If this were last year and we were having the discussion we would agree on most points. However, after going through a pre-read process at 15 schools from Maine to Virginia and a mix of liberal arts colleges and mid-sized universities, I have concluded that despite the same exact input and conclusion, the reasoning varied dramatically as did the process and the physical output. I had the opportunity to see the report at each school and it varied from handwritten and qualitative to a spread sheet with nothing but numbers and a legend. One in particular that was not technically test optional showed how small the weight was on test scores. On one it said “we have great luck with kids from this high school, so safe to recruit, we have never rejected a kid from this school during ED” and that was all. On another it had detailed recommendations regarding which AP classes to pick to maximize acceptance chances even though the conclusion was “safe to recruit”.

We have a girl in the family that went to a 50k a year prep school that only got accepted to the schools she wanted after the school pressured the colleges. She was not qualified for any of them.

In larger schools the chance you are right is much greater than smaller schools because the smaller schools painstakingly try to match the school’s needs with the talent in the application pool. I was told point blank at one school that an applicant’s ability to get along with a diverse group of kids was a cornerstone of the process. This is if course purely subjective and how would anyone know this.

So after close to 6 months of being in the thick of things, I have concluded that unless the process is reduced to a scannable application, acceptance to a similar group of colleges for a group of similar students now comes down to spreading risk in order to maximize the chance of a match. If the average kid applies to 20 schools the only way you preserve your chances is to do the same.

Students must be more flexible when applying to the top schools if they want to go to one.

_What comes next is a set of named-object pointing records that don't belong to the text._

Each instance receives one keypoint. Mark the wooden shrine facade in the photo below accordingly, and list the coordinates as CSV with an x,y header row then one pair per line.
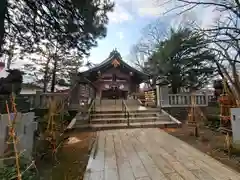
x,y
114,78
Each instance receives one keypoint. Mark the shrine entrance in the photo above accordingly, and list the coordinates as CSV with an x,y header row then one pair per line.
x,y
114,93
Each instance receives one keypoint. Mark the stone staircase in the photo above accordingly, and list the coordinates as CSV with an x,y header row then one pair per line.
x,y
109,115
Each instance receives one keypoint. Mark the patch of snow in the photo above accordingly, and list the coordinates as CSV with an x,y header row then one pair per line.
x,y
3,73
73,140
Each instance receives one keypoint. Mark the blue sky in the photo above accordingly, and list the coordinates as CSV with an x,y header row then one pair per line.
x,y
128,20
124,28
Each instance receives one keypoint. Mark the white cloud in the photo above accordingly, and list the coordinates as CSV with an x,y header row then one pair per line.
x,y
120,35
158,8
119,15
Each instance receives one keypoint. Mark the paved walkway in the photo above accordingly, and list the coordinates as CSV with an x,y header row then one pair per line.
x,y
152,154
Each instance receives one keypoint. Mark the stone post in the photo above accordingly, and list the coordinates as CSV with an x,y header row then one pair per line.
x,y
158,95
162,92
37,99
164,100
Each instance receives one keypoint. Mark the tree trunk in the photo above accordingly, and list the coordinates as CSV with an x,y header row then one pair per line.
x,y
3,11
54,75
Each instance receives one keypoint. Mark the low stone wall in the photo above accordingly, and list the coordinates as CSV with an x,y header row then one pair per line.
x,y
25,129
181,113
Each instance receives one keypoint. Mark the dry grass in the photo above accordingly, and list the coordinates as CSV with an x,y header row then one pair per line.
x,y
72,158
210,142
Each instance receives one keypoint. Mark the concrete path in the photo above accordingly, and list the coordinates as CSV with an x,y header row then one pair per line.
x,y
151,154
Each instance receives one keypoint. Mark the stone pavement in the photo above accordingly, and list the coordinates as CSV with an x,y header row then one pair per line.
x,y
151,154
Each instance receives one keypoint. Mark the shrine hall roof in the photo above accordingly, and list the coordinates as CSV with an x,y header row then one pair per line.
x,y
108,63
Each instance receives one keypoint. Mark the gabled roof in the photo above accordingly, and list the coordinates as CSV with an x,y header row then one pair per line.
x,y
108,63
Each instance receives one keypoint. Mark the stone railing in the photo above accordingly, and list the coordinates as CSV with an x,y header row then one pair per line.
x,y
187,100
41,100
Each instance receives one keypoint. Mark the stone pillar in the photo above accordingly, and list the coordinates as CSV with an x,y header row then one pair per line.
x,y
158,96
163,93
37,102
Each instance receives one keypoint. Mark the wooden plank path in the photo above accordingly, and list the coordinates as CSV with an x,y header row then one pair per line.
x,y
152,154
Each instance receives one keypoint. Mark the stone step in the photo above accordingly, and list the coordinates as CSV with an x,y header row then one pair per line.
x,y
131,120
121,115
131,111
158,124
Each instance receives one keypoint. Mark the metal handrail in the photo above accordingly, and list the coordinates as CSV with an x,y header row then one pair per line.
x,y
126,112
91,109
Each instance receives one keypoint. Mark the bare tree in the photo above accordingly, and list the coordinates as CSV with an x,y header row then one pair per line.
x,y
223,35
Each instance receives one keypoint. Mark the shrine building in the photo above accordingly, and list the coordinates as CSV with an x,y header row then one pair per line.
x,y
113,78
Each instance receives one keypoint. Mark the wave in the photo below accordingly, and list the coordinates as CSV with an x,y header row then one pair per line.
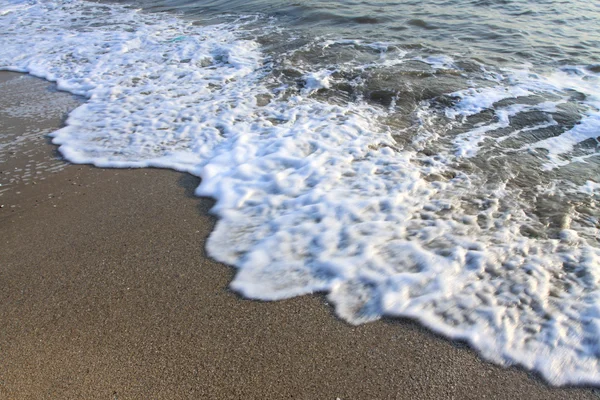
x,y
317,193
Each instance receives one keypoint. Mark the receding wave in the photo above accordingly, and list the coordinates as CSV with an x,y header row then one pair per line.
x,y
400,182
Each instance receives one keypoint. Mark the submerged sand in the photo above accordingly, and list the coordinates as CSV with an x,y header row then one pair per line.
x,y
107,292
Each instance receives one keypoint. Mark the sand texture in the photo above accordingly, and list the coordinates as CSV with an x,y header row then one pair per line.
x,y
107,293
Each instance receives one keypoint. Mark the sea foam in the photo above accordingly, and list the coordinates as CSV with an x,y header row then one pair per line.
x,y
313,196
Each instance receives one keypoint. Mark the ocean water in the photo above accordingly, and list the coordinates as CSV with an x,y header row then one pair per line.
x,y
437,160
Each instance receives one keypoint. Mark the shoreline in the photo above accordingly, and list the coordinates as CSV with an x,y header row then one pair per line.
x,y
107,292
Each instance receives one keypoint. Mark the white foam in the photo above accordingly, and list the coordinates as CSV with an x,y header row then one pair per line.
x,y
522,83
313,196
590,188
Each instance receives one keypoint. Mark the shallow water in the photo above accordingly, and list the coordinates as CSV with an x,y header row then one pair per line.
x,y
433,160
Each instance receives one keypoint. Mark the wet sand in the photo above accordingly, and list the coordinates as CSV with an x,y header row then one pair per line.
x,y
107,293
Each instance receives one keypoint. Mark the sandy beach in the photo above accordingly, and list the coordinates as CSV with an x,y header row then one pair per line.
x,y
107,293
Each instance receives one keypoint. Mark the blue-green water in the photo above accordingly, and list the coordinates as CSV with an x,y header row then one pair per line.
x,y
435,160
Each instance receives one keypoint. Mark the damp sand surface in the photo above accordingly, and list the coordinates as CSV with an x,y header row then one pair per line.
x,y
107,293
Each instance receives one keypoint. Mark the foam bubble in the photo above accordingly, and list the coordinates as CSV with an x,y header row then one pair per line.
x,y
313,196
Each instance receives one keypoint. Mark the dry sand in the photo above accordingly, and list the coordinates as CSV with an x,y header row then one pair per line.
x,y
107,293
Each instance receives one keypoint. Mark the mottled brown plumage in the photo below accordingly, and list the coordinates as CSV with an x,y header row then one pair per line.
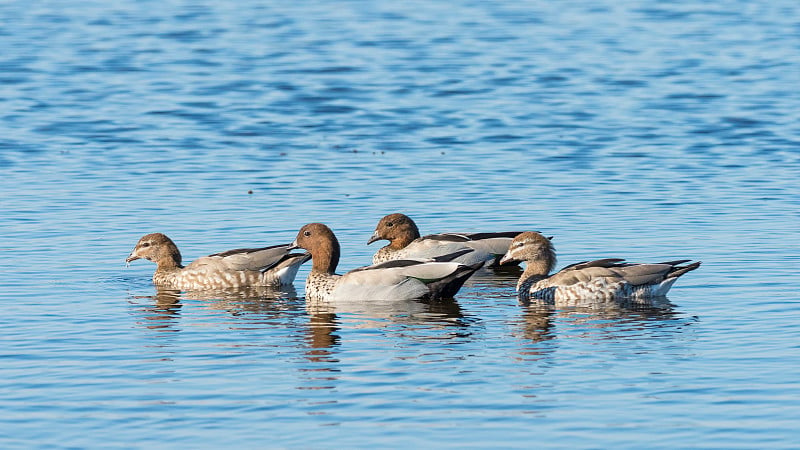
x,y
394,280
405,242
266,266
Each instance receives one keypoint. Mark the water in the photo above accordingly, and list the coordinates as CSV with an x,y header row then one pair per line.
x,y
644,131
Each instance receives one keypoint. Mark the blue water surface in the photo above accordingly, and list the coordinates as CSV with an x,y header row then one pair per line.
x,y
645,130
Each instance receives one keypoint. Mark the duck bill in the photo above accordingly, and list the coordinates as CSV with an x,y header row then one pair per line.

@BatesParent2019 Interesting to hear your experiences and perspectives on this for sure.

I have a feeling that one thing that explains my perspective is that my “holistic amateur admission adviser” gig has tended towards a fairly conservative strategy - I focus a lot on finding schools that really fit the kids I am working with, more so than stretching for the highest ranked or most prestigious school they can possible get into. Part of that is my own hippy perspective on what makes the best learning environment, part of it is the kids I work with. If I had a kid who was hyper-competitive and driven and wanted to be an investment banker or something, I might decide to push the envelope harder and see more of what you seem to have experienced.

@NickFlynn

You are doing the right thing with your kids and that is the way it should be. Hyper-applying in a subset of schools is more of a problem in the most selective schools, which is the topic of this thread and another specifically addressing Ivy League admissions. I don’t agree with what goes on but you are forced into it.

In any event your approach is correct but based on actual cases every parent has seen, you will see that admissions decisions are becoming increasingly flaky with the only explanation being chance not qualifications.

How far this phenomenon goes down the chain is anyone’s guess.